Non è solo la storia di un affare quella Blackstone-Reale. Ma di un cambio di paradigma: il capitalismo finanziario e spersonalizzato che si mangia la secolare rendita fondiaria del “sangue blu” italiano. Le menti dietro l’affare? Quelle dell’amministratore delegato di Reale Compagnia, Giancarlo Scotti, e dell’amico fraterno Gerardo Braggiotti, banchiere d’investimento, scuola Mediobanca e oggi advisor dell’operazione con Goldman Sachs. Fino all’ultimo hanno tenuto all’oscuro gli azionisti: è luglio quando Milano Finanza parla di un interesse di Blackstone. Il 21 del mese c’è l’assemblea dei soci per approvare il bilancio 2020 e i piccoli azionisti di Reale chiedono spiegazioni al management, mentre altri vogliono invece sapere perché non venga fatta una gara o un’asta ma si proceda in trattativa privata. L’ad Scotti, manager italiano nato a Città del Messico e con una carriera dentro Risanamento, Generali e Propensione spa, dice che si è trattato di un “market test” per un “sondaggio in via riservata sul potenziale interesse ad un investimento nella società” si legge nei verbali.

Le preoccupazioni sugli articoli di stampa? “Allo Stato non vi è alcun processo di vendita concernente le azioni della società o i suoi cespiti”, dice Scotti. È il 21 luglio. Il 24 settembre arriva una lettera agli azionisti da parte del board dove invece si parla di manifestazione d’interesse da parte “di un primario operatore”, senza mai fare il nome di Blackstone, con scadenza dell’offerta fissata per il 2 di novembre. Il 25 ottobre viene convocata una nuova assemblea dei soci in extremis: bisogna cambiare lo statuto per permettere la trasferibilità delle azioni a persone giuridiche (non era mai stato così nella storia di Reale) e per votare un bonus straordinario all’amministratore delegato: Scotti non possiede azioni della società ma si porta a casa 10 milioni di euro lordi.

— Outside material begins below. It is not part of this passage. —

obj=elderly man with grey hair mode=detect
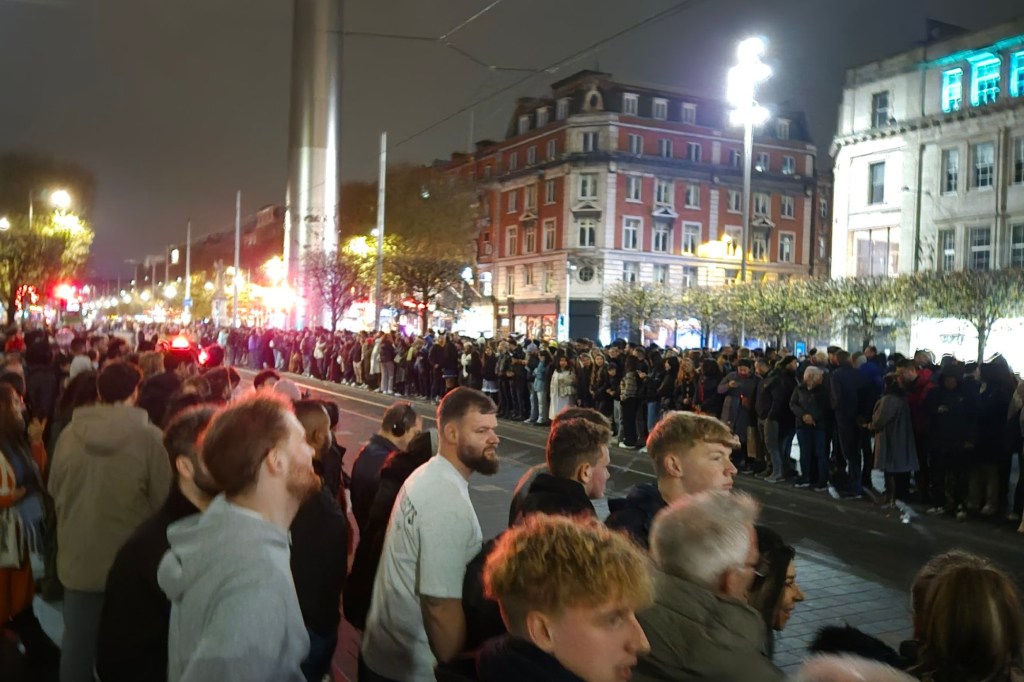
[634,492,783,682]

Non è l’unica “accelerata” di questa vicenda. I tempi stretti dell’ingresso di Blackstone sono stati dettati probabilmente anche da alcune misure fiscali. In particolare nella scorsa legge di Bilancio era stato inserito un emendamento congiunto Lega-Pd che permetteva alle società di rivalutare i propri attivi a bilancio pagando un’imposta del 3%. Compagnia Reale ne ha approfittato, commissionando nel corso dell’anno una perizia per la rivalutazione del patrimonio visto che gli immobili erano iscritti a costi “storici”, assolutamente scollegati (e più bassi) da quello che è oggi il mercato immobiliare nella piazza di Milano.

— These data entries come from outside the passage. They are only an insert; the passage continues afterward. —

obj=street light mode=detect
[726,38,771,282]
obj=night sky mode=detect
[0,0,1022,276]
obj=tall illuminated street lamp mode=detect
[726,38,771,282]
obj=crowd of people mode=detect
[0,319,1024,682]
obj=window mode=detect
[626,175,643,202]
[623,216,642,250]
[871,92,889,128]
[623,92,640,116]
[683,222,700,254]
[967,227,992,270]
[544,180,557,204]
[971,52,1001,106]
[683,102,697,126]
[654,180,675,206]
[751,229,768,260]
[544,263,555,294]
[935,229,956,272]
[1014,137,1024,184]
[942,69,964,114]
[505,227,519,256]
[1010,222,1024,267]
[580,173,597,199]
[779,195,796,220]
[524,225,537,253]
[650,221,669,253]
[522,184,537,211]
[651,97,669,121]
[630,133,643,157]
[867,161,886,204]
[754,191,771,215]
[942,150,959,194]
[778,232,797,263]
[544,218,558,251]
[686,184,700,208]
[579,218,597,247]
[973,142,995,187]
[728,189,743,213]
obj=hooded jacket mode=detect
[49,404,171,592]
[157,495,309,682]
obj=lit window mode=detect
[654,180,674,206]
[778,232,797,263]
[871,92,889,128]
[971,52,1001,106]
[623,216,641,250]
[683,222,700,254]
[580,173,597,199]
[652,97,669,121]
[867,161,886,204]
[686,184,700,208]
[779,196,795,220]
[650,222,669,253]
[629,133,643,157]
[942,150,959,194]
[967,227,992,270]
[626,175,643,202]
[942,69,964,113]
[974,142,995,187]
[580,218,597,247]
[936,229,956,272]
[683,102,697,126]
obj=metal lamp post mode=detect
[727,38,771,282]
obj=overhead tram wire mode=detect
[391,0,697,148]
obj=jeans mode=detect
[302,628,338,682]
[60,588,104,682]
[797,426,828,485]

Una rivalutazione che ha portato anche la società a caricarsi di debito erariale per 110 milioni di euro da saldare in tre rate uguali annuali entro il 2023 da 33 milioni ciascuna, finanziate grazie all’accordo con una banca della durata di 5 anni. Debito che ora si caricherà Blackstone, ma comunque inferiore ai regimi ordinari. Il Corriere della Sera il 20 ottobre ha svelato che la misura, sulla carta “una mossa per rafforzare patrimonialmente le aziende in un momento di difficoltà” si è invece “trasformata in un regalo”. Con un impatto sui conti pubblici pari a 80 miliardi di euro di mancato gettito per lo Stato in 20 anni. Non a caso la bozza di manovra per il 2022 corre ai ripari imponendo di spalmare la deduzione su 50 anni oppure, se si vuole mantenere la deducibilità in 18 anni, pagare un’imposta sostitutiva dal 12 al 16% a seconda dell’importo.